Kevin Tretter, Senior Product Marketing Engineer, Analog & Interface Products Division Microchip Technology Inc. outlines key considerations for amplifier selection in Electrocardiogram (ECG) applications.
The new generation of function-rich Electrocardiograms (ECGs) relies on high levels of accuracy to deliver advanced functions and amplifier selection plays a vital role in delivering these.
ECG basics
The core function of a Electrocardiogram (ECG) is to measure the voltage potentials across the body, which are created with each contraction of the heart wall. The ECG then conditions the cardiac signals and outputs them as waveforms, either onto a display screen or as a print-out. For basic ECGs this is often the limit of their functionality, however, new ECGs aim to do far more than simply output a waveform. Advanced features, such as storing waveforms, using wireless communications to transmit data, and post-signal processing, are increasingly being incorporated into the ECG feature-set. The amplifiers used within the signal-conditioning circuit are central to the implementation of these advanced features. In the ECG block diagram, shown in Figure 1, the amplifiers are shown in green in the lower, left section of diagram.
Capturing the signal
Typically, ECGs use either three, five or ten electrodes to capture the signal at different points on the body. The voltages which occur on the skin range in magnitude from 100µV up to 3mV, however, there can be a DC potential of close to 300mV at each electrode. It is crucial, therefore, that the front-end signal-detection circuit must be able to detect the very small target voltage, despite the presence of a relatively large common-mode voltage. Other factors
to consider are the presence of noise, such as 50 or 60Hz interference from overhead lights or monitors, movement of the patient, and electromagnetic interference from other equipment.
Given the extremely small magnitude of the target signal, an amplifier is required to extract the cardiac signal from the common-mode voltage and noise, and to provide gain on the signal. There are a number of factors which influence an amplifier’s ability to extract and amplify a signal, and careful consideration should be given to common-mode rejection, input offset voltage and offset voltage drift, as well as output swing and amplifier noise.
Increasing accuracy
Despite the fact that the target signal is typically less than one millivolt, the electrodes may have a DC potential in the order of several hundred millivolts. Using an instrumentation amplifier configuration, allows the amplifier to cancel any signal which is common to the differential inputs, either from the electrodes or common-mode noise such as 60Hz interference, while also amplifying the cardiac signal. To ensure that the amplifier can handle differential inputs and common-mode noise, it is important to consider the common-mode rejection of the amplifier circuitry at DC as well as across frequency, especially at line-level frequencies of 50 or 60Hz. Choosing an amplifier with a high common-mode rejection will remove more of the unwanted noise and enable measurements of higher accuracy.
Minimising output error
One of the key functions of the amplifier is to provide gain on the relatively small target voltage, increasing the resolution of the detector circuitry. Due to the high amount of gain required in ECG applications, the offset voltage of the amplifier is crucial. Any voltage offset caused by the amplifier will also be multiplied by the gain on the circuit. Assuming that the contraction of the heart creates a 1mV potential on a given electrode, and the amplifier circuitry is configured for a gain of 1000, the output of the amplifier circuitry will ideally be 1V. However, if the input offset of the amplifier is 100µV, this will create an error at the output of 100mV, or 10 per cent.
It is important, therefore, to remember that the input offset error of the amplifier is input referred, and will scale in proportion to the gain of the amplifier.

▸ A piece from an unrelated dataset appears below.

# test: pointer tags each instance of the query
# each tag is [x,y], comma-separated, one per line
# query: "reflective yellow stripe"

Like all electrical components, amplifier behavior changes over time and temperature. This is certainly true of the amplifier’s voltage offset which can generate a higher rate of error as the offset drifts. The voltage-offset error can be minimised by selecting a low-drift amplifier, such as an amplifier with an auto-zero based topology, or by implementing periodic system calibrations to calibrate out the offset and drift.

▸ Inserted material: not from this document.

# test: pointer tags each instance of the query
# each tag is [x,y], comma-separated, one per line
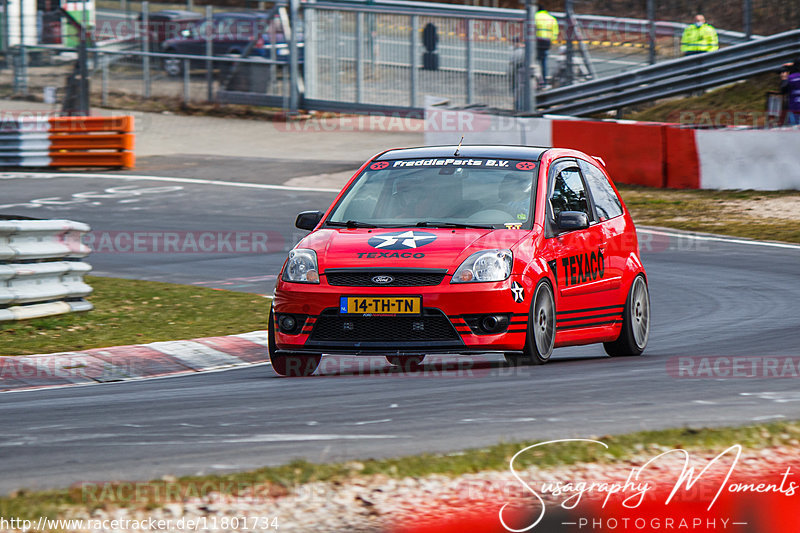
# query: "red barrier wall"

In the above example, a 1mV potential from the electrode produced a voltage change of 1V on the output of the amplifier circuitry. For a 5V single-supply system, this would suggest that the amplifier circuitry could accurately detect voltages from zero to 5 mV, assuming that the amplifier output could swing to both supply rails. If the amplifier does not support a rail-to-rail output swing, the overall range of voltages that could be accurately detected would be less and would therefore limit the dynamic range of the detection circuitry.
Noise error
Amplifier noise is another important factor which can affect the the accuracy of ECG measurements. An amplifier’s noise may not be constant over frequency, especially at low frequencies where 1/f noise can become the dominant source of noise. In an ECG application, the signal bandwidth of interest is typically from DC up to 100Hz, so 1/f noise will be yet another source of error.
Conclusion
ECG machines are moving beyond the simply measuring the electrical activity of the heart. Today, ECGs can perform auto?nomous signal analysis, provide real-time displays, and even enable portable devices to record cardiac electrical activity over an extended period of time. The implementation of these advanced features relies on the accuracy with which cardiac signals can be captured and conditioned and amplifier selection and design is a critical factor in the accuracy of ECG measurements.